User:Thedabbingduck/OStrichFS
OstrichFS (version alpha) is a crash-consistent, snapshot-capable, flash-optimized file system designed for use on SSDs and SD cards. It is a "roll your own" filesystem, designed and written from scratch. It takes various features from other popular filesystem designs, as described below. It was developed as part of the OStrich project by a group of students at the University of Texas at Austin.
Overview
OstrichFS offers:
- Crash consistency: every metadata and data change is logged and committed out-of-place. On reboot it replays only the necessary operations to restore a valid state. This ensures that losing power at any point will not leave the system in an unrecoverable state.
- Snapshots: on-demand checkpoints capture the complete inode-mapping, letting you mount any past state read-only without duplicating file data.
- Flash-friendly writes: avoids small in-place updates by always allocating new blocks, reducing wear and write amplification.
- Rich file support: multi-level inode (15 direct, 10 single-indirect, 2 double-indirect) lets you store very large files.
- Simple allocation: bitmaps for free inodes and blocks keep allocation code minimal and fast.
- Journaling area: a fixed region (e.g. 64 blocks) holds both operation logs and checkpoint chains.
Drawbacks & limits:
- Log/checkpoint area is fixed-size—may overflow if you go too long without checkpointing.
- No automatic garbage collection—old data and inodes accumulate until manually reclaimed.
- Snapshot array capped at 128—older checkpoints will be overwritten.
- No built-in wear-leveling or configurable parameters yet.
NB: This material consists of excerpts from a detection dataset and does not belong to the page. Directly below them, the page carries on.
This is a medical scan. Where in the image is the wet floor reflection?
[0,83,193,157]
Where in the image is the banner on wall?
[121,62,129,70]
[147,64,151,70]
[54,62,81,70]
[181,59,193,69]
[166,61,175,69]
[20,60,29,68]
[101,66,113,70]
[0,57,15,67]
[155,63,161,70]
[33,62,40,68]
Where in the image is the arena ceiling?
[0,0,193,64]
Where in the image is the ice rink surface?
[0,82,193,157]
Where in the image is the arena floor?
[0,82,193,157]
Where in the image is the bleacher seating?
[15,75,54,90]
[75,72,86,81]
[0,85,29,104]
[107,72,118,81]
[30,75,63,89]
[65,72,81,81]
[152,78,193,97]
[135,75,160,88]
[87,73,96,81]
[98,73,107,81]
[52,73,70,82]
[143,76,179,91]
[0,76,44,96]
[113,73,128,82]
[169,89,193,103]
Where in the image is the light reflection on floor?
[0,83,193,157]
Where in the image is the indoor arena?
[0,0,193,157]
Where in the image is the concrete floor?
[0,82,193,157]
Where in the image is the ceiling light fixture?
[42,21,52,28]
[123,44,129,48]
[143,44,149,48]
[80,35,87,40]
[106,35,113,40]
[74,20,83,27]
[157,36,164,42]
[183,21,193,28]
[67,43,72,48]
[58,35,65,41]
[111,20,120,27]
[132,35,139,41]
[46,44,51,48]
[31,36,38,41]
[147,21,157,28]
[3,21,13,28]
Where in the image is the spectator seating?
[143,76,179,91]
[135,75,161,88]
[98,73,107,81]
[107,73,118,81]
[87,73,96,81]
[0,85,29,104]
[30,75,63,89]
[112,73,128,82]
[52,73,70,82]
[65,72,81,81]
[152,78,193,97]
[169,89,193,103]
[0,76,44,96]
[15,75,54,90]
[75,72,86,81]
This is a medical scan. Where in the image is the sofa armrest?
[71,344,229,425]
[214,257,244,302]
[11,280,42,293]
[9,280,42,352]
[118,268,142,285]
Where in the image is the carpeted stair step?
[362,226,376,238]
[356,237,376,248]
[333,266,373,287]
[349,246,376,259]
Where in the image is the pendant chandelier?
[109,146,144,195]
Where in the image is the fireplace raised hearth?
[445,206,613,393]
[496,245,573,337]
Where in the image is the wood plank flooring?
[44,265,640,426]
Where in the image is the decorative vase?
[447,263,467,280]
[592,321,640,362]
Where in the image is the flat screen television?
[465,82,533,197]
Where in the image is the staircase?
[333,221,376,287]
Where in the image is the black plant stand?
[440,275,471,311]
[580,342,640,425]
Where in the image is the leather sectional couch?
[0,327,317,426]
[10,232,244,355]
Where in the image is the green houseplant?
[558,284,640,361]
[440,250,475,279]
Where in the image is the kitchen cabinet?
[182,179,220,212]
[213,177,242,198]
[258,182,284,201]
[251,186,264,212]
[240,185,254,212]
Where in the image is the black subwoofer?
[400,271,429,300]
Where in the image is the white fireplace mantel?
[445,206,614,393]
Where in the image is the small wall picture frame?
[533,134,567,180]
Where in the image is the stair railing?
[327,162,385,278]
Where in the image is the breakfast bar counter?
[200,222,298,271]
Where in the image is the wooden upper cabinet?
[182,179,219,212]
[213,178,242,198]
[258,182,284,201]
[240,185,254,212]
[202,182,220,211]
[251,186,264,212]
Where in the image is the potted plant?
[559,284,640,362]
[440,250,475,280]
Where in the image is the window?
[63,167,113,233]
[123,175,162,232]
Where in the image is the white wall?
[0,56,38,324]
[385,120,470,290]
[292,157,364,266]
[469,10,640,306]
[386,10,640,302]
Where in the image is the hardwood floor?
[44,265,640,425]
- Early development—bug-prone, feature-incomplete and under active development.
- Minimal caching capabilities (only structures like bitmaps / inode tables are cached at the filesystem level, other caching must be implemented by the operating system)
Design & Key Concepts
Disk Regions
Block 0 is the superblock (magic, region offsets, free-counts, checkpoint pointers). It contains pointers to the following regions:
- Inode region – array of fixed-size inodes.
- Inode table – maps logical inode numbers to physical inode slots (enables copy-on-write updates).
- Bitmaps – track free inodes and data blocks.
- Data blocks – hold file and directory contents.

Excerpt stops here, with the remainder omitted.